Religion
- Affiliation: Reform Judaism
- Ecclesiastical or organizational status: Synagogue
- Status: Active

Location
- Location: Wesley United Methodist Church, 2206 4th Street, Charleston, Illinois 61920
- Country: United States of America
- Interactive map of Mattoon Jewish Community Center
- Coordinates: 39°28′59″N 88°22′54″W﻿ / ﻿39.483106°N 88.381603°W

Architecture
- Established: 1948 (as a congregation)

= Mattoon Jewish Community Center =

Reform synagogue in Charleston, Illinois, United States

The Mattoon Jewish Community Center (MJCC) is a Reform Jewish congregation and synagogue located in Mattoon, Illinois, a city which has had a Jewish community for at least 150 years.

In 2012, National Post reported that MJCC was the smallest Reform congregation in North America, consisting of four households. The next smallest Reform congregation in North America is Temple Beth Tikvah in Regina, Saskatchewan, Canada, with five households.

As of 2025, the congregation has grown to nine households. The congregation's services are held in the Wesley United Methodist Church at 2206 4th Street in Charleston, Illinois.

== History ==

In 1948, the local Jewish community incorporated and established the first organized synagogue in Mattoon. A residential house was purchased at 1607 Richmond Avenue for this purpose and was named "The Mattoon Jewish Community Center" (MJCC).

MJCC remodeled the interior to include a central assembly and worship area. The Ark, which contained two Torahs, was at the south end of the room. The Eternal Light hung from the ceiling above the Ark. To its left was the bronze, illuminated Memorial Board, which displayed the names of deceased members of the congregation. An electrical neon sign displaying a Magen David was in the window and was illuminated during Sabbath services. The north end of the building featured a professional-style kitchen with a commercial stove and large refrigerator. These facilities were used for community meals and fundraisers.
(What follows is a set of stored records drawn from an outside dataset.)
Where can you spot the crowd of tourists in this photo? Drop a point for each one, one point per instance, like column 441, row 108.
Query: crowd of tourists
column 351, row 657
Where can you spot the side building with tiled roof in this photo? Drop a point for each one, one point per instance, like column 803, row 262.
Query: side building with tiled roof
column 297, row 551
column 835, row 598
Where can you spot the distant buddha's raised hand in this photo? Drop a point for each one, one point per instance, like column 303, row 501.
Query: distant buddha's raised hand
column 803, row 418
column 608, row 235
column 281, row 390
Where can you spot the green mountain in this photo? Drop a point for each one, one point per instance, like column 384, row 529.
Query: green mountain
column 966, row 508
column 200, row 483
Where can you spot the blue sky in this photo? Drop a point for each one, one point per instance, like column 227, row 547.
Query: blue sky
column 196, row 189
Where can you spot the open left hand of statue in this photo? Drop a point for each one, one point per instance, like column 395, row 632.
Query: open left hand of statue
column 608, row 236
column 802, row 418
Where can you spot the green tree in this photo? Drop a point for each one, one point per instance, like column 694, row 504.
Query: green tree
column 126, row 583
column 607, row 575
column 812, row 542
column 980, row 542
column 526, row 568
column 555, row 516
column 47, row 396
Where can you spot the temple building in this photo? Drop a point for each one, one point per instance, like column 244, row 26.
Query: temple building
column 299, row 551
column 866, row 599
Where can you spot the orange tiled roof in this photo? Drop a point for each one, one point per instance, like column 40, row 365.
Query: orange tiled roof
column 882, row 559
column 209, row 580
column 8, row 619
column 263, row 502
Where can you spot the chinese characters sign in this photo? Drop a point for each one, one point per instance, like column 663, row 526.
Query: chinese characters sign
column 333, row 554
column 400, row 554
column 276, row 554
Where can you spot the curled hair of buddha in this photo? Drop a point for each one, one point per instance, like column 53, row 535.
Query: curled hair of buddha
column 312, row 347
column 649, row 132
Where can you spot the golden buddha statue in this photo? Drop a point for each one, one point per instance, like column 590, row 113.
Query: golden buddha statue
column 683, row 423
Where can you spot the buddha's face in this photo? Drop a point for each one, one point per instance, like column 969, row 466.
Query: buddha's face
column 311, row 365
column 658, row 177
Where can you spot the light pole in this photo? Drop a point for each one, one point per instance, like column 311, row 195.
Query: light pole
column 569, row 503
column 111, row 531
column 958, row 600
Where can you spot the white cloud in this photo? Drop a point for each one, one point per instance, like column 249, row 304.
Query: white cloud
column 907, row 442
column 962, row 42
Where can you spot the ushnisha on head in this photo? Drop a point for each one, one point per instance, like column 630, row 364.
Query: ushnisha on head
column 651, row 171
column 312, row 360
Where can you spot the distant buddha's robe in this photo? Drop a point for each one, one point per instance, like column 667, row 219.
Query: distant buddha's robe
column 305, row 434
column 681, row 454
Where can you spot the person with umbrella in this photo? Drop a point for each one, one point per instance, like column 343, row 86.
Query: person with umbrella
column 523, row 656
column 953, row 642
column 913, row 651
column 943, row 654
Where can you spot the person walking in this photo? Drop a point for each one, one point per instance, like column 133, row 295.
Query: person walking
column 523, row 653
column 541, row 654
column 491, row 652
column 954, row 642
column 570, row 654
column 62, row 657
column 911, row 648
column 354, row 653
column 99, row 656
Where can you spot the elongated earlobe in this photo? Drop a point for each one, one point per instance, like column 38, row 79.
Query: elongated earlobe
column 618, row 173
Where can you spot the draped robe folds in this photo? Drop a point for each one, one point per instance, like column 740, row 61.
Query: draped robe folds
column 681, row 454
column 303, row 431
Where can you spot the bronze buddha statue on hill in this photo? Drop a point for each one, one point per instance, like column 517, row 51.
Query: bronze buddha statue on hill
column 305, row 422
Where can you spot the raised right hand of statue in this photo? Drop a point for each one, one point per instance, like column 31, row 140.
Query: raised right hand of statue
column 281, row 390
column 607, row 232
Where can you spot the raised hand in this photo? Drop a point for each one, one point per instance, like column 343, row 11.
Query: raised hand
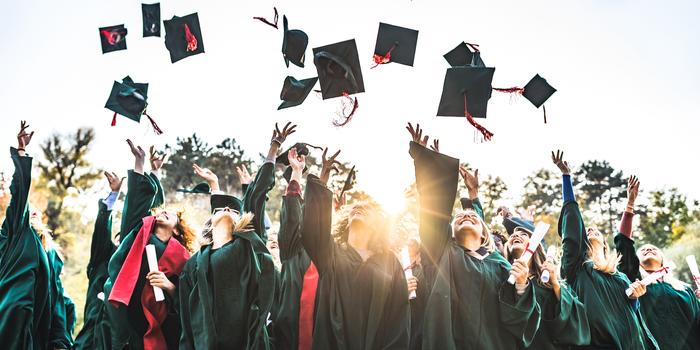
column 157, row 160
column 417, row 135
column 559, row 161
column 471, row 181
column 115, row 182
column 328, row 164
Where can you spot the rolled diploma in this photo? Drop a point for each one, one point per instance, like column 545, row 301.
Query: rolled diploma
column 406, row 263
column 693, row 266
column 153, row 266
column 535, row 240
column 648, row 280
column 551, row 252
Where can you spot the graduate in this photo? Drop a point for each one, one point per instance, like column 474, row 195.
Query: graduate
column 470, row 304
column 669, row 307
column 95, row 333
column 294, row 322
column 590, row 268
column 25, row 273
column 362, row 300
column 227, row 289
column 137, row 320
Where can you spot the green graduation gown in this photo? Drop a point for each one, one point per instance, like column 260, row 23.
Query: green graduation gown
column 613, row 318
column 95, row 333
column 226, row 294
column 673, row 316
column 128, row 324
column 25, row 310
column 360, row 304
column 470, row 304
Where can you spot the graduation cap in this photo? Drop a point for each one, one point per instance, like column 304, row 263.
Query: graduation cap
column 465, row 54
column 113, row 38
column 395, row 44
column 201, row 187
column 340, row 74
column 183, row 37
column 151, row 19
column 294, row 44
column 224, row 200
column 466, row 93
column 130, row 99
column 294, row 91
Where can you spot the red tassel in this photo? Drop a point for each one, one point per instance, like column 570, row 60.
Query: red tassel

In the early 1960s, local businessman and scholar Aaron Steinberg assumed the presidency. For the next 25 years, the MJCC held a regular schedule of worship services and adult education classes. Student rabbis from the Hebrew Union College in Cincinnati led the services and provided adult education.

== Antisemitism ==
In the spring of 2000, the MJCC was the target of an anti-Semitic organization. "Wanted posters" were stapled to phone poles and distributed around the neighborhood, threatening messages were left in the mailbox, and a swastika was spray-painted on the side of the building. In response, Mattoon police provided a visible presence during the Passover services that year. The MJCC met with local churches and interfaith organizations to organize a public "Not in Our Town" campaign. No further incidents were reported.

== Place of worship ==
The MJCC congregation currently uses the facilities of the Trinity Episcopal Church at 2200 Western Avenue in Mattoon for Sabbath and the High Holy Day services. The Ark, containing two Torah scrolls, resides in the sanctuary next to the altar. The Trinity Episcopal Church was listed on the National Register of Historic Places on March 19, 1982.